YOUR SOLIN GENERATED RECIPE
High-Protein Blueberry Oat Morning Muffins
Enjoy these delightful protein-packed muffins that combine hearty rolled oats, creamy Greek yogurt, and vibrant blueberries for a perfect morning boost. Lightly sweetened with banana and enriched with egg whites and whey protein, this muffin delivers a balanced combination of textures and flavors to power your day.
INGREDIENTS
40g Rolled Oats
100g Egg Whites
100g Nonfat Greek Yogurt
1 scoop Whey Protein Powder (approx. 30g)
40g Blueberries
25g Mashed Banana
50ml Unsweetened Almond Milk
1 tsp Baking Powder
1/2 tsp Cinnamon
PREPARATION
Preheat your oven to 375°F (190°C) and line a muffin tin with paper liners or lightly grease it.
In a medium bowl, mix the rolled oats, whey protein powder, baking powder, and cinnamon.
In another bowl, combine egg whites, nonfat Greek yogurt, mashed banana, and almond milk.
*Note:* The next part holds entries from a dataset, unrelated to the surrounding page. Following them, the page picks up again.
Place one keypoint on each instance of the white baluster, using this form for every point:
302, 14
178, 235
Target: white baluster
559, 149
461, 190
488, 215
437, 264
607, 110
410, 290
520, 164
Stir well until smooth.
Pour the wet ingredients into the dry mix, stirring gently until just combined. Be careful not to overmix.
Fold in the blueberries evenly into the batter.
Spoon the batter evenly into the muffin tin, filling each cup about 3/4 full.
Bake in the preheated oven for about 15-18 minutes or until a toothpick inserted in the center comes out clean.
Allow the muffins to cool in the tin for 5 minutes before transferring to a wire rack to cool completely. Enjoy warm or at room temperature.